私は結局2年半以上、この家で世話になり続けた。この間、ムスタカスのご両親から受けた恩は計り知れない。私は4人目の子どものように世話の焼ける存在だったと思う。
彼が12才になる少し前に、私は結婚することになり、この家を出た。
ここでもヒマだった彼に手伝ってもらい荷物をまとめた。やんちゃだけども、家の窓拭きもよくしていた素直で天真爛漫な彼だったから、頼みやすかったというのもある。
私は「ちょっと小さいんですけども、いい友達が手伝ってくれるから助かります」とムスタカス家のお父さんに話したところ、お父さんは「でも、力は強いでしょ」と。ほとんど子どもの自慢をすることのないお父さんだけど、成長しつつある息子の姿が見えていたのだと思う。私はそのとき「メジャーリーガーになったら取材させてほしい」と冗談のつもりで言っていたけど、お父さんにはその可能性が見えていたはずだ。

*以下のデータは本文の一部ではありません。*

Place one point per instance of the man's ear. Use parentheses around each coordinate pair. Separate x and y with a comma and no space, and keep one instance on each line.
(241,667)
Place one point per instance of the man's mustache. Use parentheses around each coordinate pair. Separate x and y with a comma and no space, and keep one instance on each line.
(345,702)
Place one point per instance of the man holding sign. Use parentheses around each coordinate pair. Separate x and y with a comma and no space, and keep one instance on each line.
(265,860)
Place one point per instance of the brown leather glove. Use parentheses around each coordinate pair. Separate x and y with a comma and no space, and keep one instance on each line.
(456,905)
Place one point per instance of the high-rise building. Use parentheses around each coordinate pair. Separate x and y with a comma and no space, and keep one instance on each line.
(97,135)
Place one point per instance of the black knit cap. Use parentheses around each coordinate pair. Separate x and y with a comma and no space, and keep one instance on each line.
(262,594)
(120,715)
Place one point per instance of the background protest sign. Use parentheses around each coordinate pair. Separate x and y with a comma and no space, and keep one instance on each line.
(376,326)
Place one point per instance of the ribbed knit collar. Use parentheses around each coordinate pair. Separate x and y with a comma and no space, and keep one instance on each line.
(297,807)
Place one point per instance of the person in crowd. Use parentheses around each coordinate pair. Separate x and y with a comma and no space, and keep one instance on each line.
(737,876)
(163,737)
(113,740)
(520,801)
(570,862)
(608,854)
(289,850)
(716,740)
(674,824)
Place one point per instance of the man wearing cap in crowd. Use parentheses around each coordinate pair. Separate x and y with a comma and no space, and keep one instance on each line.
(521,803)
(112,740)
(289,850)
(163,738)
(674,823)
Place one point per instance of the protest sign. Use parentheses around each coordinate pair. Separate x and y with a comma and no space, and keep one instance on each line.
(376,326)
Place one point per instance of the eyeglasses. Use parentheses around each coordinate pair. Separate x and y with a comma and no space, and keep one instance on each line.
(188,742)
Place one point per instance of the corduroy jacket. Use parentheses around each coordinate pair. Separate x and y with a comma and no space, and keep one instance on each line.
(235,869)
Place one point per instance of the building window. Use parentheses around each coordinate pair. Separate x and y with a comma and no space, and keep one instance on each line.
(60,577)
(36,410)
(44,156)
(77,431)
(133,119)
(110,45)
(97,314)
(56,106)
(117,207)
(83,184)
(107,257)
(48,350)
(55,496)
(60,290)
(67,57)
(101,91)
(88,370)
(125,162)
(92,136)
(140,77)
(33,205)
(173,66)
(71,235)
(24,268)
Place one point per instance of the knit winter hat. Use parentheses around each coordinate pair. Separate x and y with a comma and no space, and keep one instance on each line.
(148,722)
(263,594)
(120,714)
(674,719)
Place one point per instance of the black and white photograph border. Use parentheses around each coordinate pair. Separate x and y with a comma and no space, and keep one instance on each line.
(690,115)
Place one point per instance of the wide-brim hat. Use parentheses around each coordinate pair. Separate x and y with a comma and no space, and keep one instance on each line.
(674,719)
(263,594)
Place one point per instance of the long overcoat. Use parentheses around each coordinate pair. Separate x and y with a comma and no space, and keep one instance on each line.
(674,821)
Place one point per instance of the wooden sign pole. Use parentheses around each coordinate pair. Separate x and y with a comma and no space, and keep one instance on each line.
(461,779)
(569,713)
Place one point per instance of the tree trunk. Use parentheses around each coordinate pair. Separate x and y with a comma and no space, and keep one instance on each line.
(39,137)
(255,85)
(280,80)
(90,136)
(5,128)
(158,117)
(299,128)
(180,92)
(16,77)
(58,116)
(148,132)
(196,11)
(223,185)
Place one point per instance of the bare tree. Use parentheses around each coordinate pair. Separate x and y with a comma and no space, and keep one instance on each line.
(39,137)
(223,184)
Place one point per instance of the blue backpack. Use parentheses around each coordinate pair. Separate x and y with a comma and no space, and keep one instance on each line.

山口百恵の「秋桜」という歌がある。結婚のための荷造りを手伝ってくれたのは母ではなく、私にとってはこの少年である。
彼が強い高校で野球を続けているのは知っていたが、07年に一巡目2位でロイヤルズから指名されたときは、驚きのあまりソファから飛び上がった。すぐさまロスに行って話を聞かせてもらった。
そのときはまだメジャーリーガーではなかったから、「メジャーリーガーになったら取材させてほしい」という約束は果たしていなかった。
私は、メジャーリーグに昇格したときにも話しを聞きにいった。しかし、彼はひとりの新人選手でしかなく、日本のファン向けの雑誌を作っている編集長に売り込むには少々押しが必要だった。
今年のプレーオフでの彼の活躍ぶり。私は「恩人の息子」であるから話しを聞いて記事にするのではない。日本の読者にも伝えるべき選手であるという理由で、ようやく会社に売り込むことができた。
ただ、私自身があまりにも浮足立っていて、なんとか最低ラインの記事にするのが精一杯という情けなさというオチがついてしまったのだけど。